Here, we set \(\textbf{Y}_{|\mathcal {V}|\times K}\) to be the ideal coloring assignment, in which the vth row represents node v being colored by the ith color with the ith column being one and rest being zero. We denote \(\varvec{y}_v = i\) as node v is colored by the ith color. For each \(v \in \mathcal {V}\), the color assignments of its neighbors are conditionally independent given \(\varvec{y}_v\). We could obtain the probability matrix for node v’s neighborhood, which is defined as follows:
$$\begin{aligned} \textbf{P}_v = \left[ \begin{array}{cccc} 0 &{}\frac{1}{K-1}&{}\dots &{}\frac{1}{K-1}\\ \frac{1}{K-1}&{} 0&{}\dots &{} \frac{1}{K-1}\\ \vdots &{}\vdots &{}\ddots &{}\vdots \\ \frac{1}{K-1}&{}\frac{1}{K-1}&{}\dots &{} 0\\ \end{array} \right] , \end{aligned}$$
(12)
where \([\textbf{P}_v]_{i,j} = P(\varvec{y}_u = j|\varvec{y}_v = i)\), meaning that the probability of node u has the jth color given node v has the ith color.

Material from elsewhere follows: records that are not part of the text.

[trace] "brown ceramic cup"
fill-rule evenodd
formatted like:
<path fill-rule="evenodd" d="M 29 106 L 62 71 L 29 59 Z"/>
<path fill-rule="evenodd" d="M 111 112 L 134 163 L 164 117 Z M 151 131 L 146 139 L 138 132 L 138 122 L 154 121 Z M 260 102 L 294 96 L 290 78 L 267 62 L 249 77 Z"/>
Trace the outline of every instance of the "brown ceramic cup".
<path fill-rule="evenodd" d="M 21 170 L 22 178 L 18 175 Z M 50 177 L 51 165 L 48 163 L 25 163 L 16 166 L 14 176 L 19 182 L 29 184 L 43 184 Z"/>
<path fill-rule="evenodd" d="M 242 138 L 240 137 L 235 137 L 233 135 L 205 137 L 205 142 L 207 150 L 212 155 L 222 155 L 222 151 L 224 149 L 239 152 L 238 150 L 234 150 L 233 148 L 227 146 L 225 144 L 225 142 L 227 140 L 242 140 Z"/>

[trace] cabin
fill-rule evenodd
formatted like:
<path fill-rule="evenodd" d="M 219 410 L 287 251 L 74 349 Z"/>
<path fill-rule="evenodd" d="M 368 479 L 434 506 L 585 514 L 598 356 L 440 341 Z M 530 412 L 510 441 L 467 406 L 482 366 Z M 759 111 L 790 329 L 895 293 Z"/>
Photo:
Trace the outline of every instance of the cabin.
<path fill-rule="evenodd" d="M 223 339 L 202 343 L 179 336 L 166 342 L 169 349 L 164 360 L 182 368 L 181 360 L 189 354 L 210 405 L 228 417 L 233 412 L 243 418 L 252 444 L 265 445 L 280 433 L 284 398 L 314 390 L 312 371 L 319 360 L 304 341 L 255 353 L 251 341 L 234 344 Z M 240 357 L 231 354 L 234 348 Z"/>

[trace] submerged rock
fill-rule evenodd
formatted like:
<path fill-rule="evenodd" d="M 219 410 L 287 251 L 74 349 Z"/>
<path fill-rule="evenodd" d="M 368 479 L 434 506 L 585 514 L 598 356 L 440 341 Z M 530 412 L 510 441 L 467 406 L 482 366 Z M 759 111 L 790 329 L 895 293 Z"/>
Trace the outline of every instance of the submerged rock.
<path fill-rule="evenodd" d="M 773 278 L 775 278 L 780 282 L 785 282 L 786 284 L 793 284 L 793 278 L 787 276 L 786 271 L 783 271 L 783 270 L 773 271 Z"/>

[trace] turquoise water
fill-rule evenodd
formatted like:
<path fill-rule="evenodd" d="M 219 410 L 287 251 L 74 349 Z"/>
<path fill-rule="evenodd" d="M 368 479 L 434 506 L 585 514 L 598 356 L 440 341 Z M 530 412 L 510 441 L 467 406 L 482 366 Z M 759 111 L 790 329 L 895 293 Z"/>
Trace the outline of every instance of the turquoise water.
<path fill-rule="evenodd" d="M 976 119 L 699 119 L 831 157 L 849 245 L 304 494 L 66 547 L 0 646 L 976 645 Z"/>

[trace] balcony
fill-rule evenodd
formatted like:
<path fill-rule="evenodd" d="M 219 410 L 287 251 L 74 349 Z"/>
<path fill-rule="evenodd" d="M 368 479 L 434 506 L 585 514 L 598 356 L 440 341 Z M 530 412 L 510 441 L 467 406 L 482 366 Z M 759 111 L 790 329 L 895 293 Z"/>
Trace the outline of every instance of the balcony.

In this matrix, the diagonal elements are all zeros, as two connected nodes should not have the same color. We derive the above matrix based on the definition of GCPs, and it is obvious that the first-order neighbors are always heterophilous, as \([\textbf{P}_v]_{i,i}<[\textbf{P}_v]_{i,j}\) when \(i \ne j \).
We assume that w is a second-hop neighbor of node v, i.e., \(w \in \mathcal {N}_2 \{v\}\). The probability of node w choosing the jth color given that node v chooses the ith color can be calculated as \(P(\varvec{y}_w=j|\varvec{y}_v=i)=\sum _{k'}P(\varvec{y}_w=j|\varvec{y}_u=k')\cdot P(\varvec{y}_u=k'|\varvec{y}_v=i) = [\textbf{P}_v]^2\):
$$\begin{aligned}{}[\textbf{P}_v]^2 = \left[ \begin{array}{cccc} \frac{1}{K-1} &{}\frac{K-2}{(K-1)^2}&{}\dots &{}\frac{K-2}{(K-1)^2}\\ \frac{K-2}{(K-1)^2}&{} \frac{1}{K-1}&{}\dots &{} \frac{K-2}{(K-1)^2}\\ \vdots &{}\vdots &{}\ddots &{}\vdots \\ \frac{K-2}{(K-1)^2}&{}\frac{K-2}{(K-1)^2}&{}\dots &{} \frac{1}{K-1}\\ \end{array} \right] . \end{aligned}$$
(13)
In Eq. (13), for all i and j \((i \ne j)\), we have \([\textbf{P}_v]^2_{i,i}> [\textbf{P}_v]^2_{i,j}\), when \(K>1\). Therefore, the homophily is the predominant factor within the two-hop neighborhood given any node v. This aligns with our strategy to employ the standard aggregator in the second hidden layer, facilitating the integration of second-hop information.
In summary, we can conclude that in expectation, heterophily dominates in the first-order neighbors of GCPs while homophily dominates in the second-order neighbors if the color assignments of nodes are conditionally independent.
Table 1
Numerical results and data information for the COLOR dataset
Graph Name
K
# Nodes
# Edges
Tabucol
HybridEA
GDN
PI-GCN
PI-SAGE
GNN-NU
myciel5
6
47
236
0
0
0
0
0
0
myciel6
7
95
755
0
0
0
0
0
0
queen5-5
5
25
160
0
0
0
0
0
0
queen6-6
7
36
290
0
0
4
1
0
0
queen7-7
7
49
476
10
9
15
8
0
0
queen8-8
9
64
728
8
5
7
6
1
1
queen9-9
10
81
1056
5
6
13
13
1
1
queen8-12
12
96
1368
10
3
7
10
0
0
queen11-11
11
121
1980
33
22
33
37
17
13
queen13-13
13
169
3328
42
37
40
61
26
15
The bold values highlight the best or better results

Numerical experiments

In this section, experiments on the COLOR dataset1 and d-regular graphs are presented. Parameter analysis is conducted to demonstrate the ability and influence of the proposed uniformity-based term in the objective function. In addition, a simple application of GCPs is shown to illustrate the ability of GNN-NU to solve real-world graph-structured problems.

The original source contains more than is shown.